Why is the boolean logical operator ^ being used in this piece of example code from Effective Java?

Question

I found this example code for Joshua Bloch's book, Effective Java. It's meant to demonstrate why you should avoid unnecessarily creating objects:

import java.util.regex.Pattern;

// Reusing expensive object for improved performance
public class RomanNumerals {
    // Performance can be greatly improved!
    static boolean isRomanNumeralSlow(String s) {
        return s.matches("^(?=.)M*(C[MD]|D?C{0,3})"
                + "(X[CL]|L?X{0,3})(I[XV]|V?I{0,3})$");
    }

    // Reusing expensive object for improved performance (Page 23)
    private static final Pattern ROMAN = Pattern.compile(
            "^(?=.)M*(C[MD]|D?C{0,3})"
                    + "(X[CL]|L?X{0,3})(I[XV]|V?I{0,3})$");

    static boolean isRomanNumeralFast(String s) {
        return ROMAN.matcher(s).matches();
    }

    public static void main(String[] args) {
        int numSets = Integer.parseInt(args[0]);
        int numReps = Integer.parseInt(args[1]);
        boolean b = false;

        for (int i = 0; i < numSets; i++) {
            long start = System.nanoTime();
            for (int j = 0; j < numReps; j++) {
                b ^= isRomanNumeralSlow("MCMLXXVI");  // Change Slow to Fast to see performance difference
            }
            long end = System.nanoTime();
            System.out.println(((end - start) / (1_000. * numReps)) + " μs.");
        }

        // Prevents VM from optimizing away everything.
        if (!b)
            System.out.println();
    }
}

Why is the boolean logical operator ^ being used in the for loop inside the main method here?

Is it to prevent the compiler from optimizing away subsequent iterations (thereby compromising the measurement), since the result would anyway be the same?

Answer 1

Your guess is probably right. The ^= operator and the if statement at the end are both to prevent compiler/runtime optimisations.

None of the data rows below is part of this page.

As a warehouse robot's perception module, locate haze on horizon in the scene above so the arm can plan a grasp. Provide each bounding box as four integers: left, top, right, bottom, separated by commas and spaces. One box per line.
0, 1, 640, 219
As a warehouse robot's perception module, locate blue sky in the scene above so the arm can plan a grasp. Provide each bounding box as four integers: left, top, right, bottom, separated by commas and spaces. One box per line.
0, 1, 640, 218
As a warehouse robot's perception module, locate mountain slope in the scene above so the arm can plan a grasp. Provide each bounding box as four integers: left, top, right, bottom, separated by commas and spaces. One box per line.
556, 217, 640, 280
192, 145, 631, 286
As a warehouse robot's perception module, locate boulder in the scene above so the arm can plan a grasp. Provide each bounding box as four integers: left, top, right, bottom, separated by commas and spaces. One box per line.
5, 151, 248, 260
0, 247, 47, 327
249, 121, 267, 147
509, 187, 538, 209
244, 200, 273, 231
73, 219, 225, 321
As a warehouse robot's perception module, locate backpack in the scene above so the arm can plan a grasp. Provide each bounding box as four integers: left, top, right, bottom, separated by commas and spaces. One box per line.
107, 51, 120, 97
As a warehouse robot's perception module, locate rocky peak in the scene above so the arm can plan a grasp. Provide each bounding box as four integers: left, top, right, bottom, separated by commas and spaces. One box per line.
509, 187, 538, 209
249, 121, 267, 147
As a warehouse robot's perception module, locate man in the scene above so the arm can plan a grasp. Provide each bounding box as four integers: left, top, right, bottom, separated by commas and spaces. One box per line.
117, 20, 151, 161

Initially b is false, b ^= true assigns true to b , then b ^= true assigns false to b , and the cycle continues.

By making b cycle through true and false, it makes it harder for the compiler to optimise this because it doesn't see a constant value.

Another property of ^ is that both operands must be evaluated in order to evaluate the result, unlike || or && . The runtime can't take shortcuts.

The if statement at the end is telling the compiler and the runtime: "don't ignore b ! It is of important use later!".